По словам Вадима Кожинова, «политическая деятельность Тютчева в конце 50-х — первой половине 60-х годов» была столь «широкой и напряженной», что «для того, чтобы показать ее во всем объеме, потребовался бы обширный трактат историко-дипломатического характера». И «есть все основания утверждать, что подлинным идейным и волевым истоком многих внешнеполитических акций России с начала 60-х и до начала 70-х годов был не кто иной, как Тютчев. При этом он не только не стремился к тому, чтобы обрести признание и славу, но напротив, предпринимал все усилия для того, чтобы скрыть свою основополагающую роль, думая только об успехе дела, в которое верил». [99]Вера оказывалась сильнее «пошлой действительности», сильнее тоски и ужаса, коль ежедневно, ежечасно побуждала отождествлять самого себя с предметом этой веры, свои интересы с интересами дела, а следовательно, с интересами России.
   Как личную катастрофу Тютчев воспринял поражение России в Крымской войне 1853-56 гг. и унизительный для державы Парижский мир. Еще до падения Севастополя он писал в июне 1854 г.: «Мы накануне какого-то ужасного позора, одного из тех непоправимых и небывало постыдных актов, которые открывают для народов эру их окончательного упадка». [100]Позже, уже после севастопольской катастрофы крик души достигает наивысшей степени отчаяния: «Никогда еще, быть может, не происходило ничего подобного в истории мира: держава, великая, как мир, имеющая так мало средств защиты и лишенная всякой надежды…». [101]Можно приводить бесчисленные свидетельства того отчаянно-тревожного состояния Тютчева, в котором он находился эти несколько лет, — и это человек, не занимавший никаких официальных политических должностей! Все эти свидетельства твердят об одном: Тютчев переживал позор России как свой собственный, личная тревога за будущее страны достигла в этот период своего пика.
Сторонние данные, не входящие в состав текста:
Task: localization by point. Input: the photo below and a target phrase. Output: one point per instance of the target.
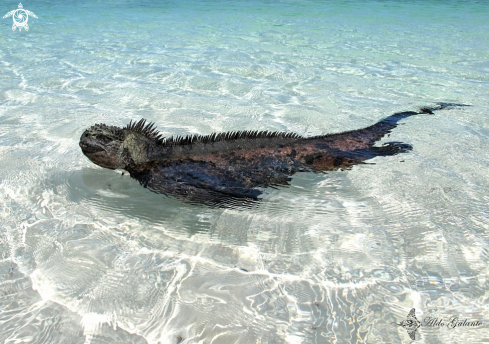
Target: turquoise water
(89, 256)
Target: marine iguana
(222, 168)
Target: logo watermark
(411, 324)
(21, 17)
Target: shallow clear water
(89, 256)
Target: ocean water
(89, 256)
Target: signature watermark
(20, 17)
(412, 324)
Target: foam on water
(89, 256)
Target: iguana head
(113, 147)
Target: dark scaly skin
(226, 169)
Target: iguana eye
(103, 138)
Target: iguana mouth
(88, 148)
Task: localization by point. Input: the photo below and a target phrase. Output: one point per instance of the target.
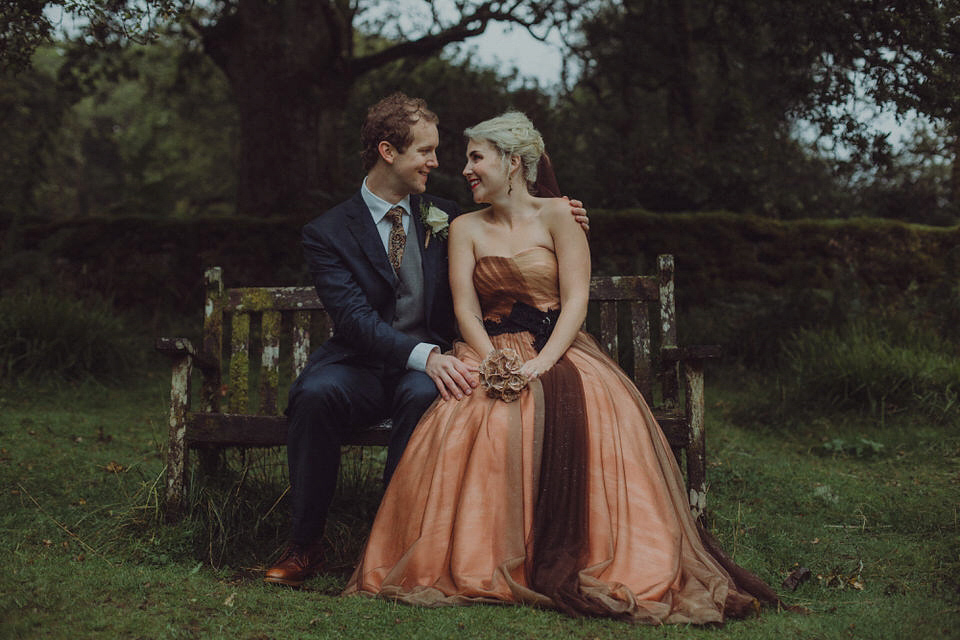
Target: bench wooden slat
(624, 288)
(239, 363)
(271, 298)
(608, 330)
(269, 361)
(294, 316)
(301, 341)
(640, 330)
(212, 338)
(242, 430)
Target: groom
(379, 264)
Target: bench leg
(696, 450)
(176, 442)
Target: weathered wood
(697, 448)
(180, 386)
(209, 430)
(640, 330)
(239, 389)
(272, 299)
(241, 430)
(669, 373)
(301, 341)
(213, 337)
(608, 329)
(694, 352)
(624, 288)
(269, 361)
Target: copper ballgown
(469, 505)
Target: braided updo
(512, 134)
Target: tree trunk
(286, 65)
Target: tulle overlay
(568, 497)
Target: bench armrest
(691, 353)
(183, 347)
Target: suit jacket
(358, 287)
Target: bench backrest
(289, 318)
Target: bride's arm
(573, 258)
(466, 304)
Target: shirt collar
(378, 206)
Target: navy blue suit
(359, 375)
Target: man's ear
(387, 151)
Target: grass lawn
(871, 510)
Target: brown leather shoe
(298, 562)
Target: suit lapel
(430, 256)
(360, 223)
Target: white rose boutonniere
(436, 221)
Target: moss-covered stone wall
(151, 263)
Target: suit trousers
(328, 401)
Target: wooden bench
(628, 315)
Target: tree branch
(469, 25)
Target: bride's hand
(535, 367)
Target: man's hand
(451, 375)
(579, 213)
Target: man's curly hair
(391, 119)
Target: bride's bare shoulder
(465, 222)
(554, 209)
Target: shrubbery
(874, 365)
(49, 336)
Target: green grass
(86, 556)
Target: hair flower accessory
(500, 375)
(435, 219)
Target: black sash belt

В январе 1856 г., когда велись унизительные для России переговоры о мире, Эрнестина Федоровна засвидетельствовала в письме к брату: «Мой муж обезумел от ярости…» [102]Стоит ли говорить, что последующие 15 лет, вплоть до опубликования в октябре 1870 г. циркуляра о расторжении Парижского трактата, устранявшего последствия Крымской войны, все усилия Тютчева были направлены именно к этой цели — к возвращению России на верный путь? [103]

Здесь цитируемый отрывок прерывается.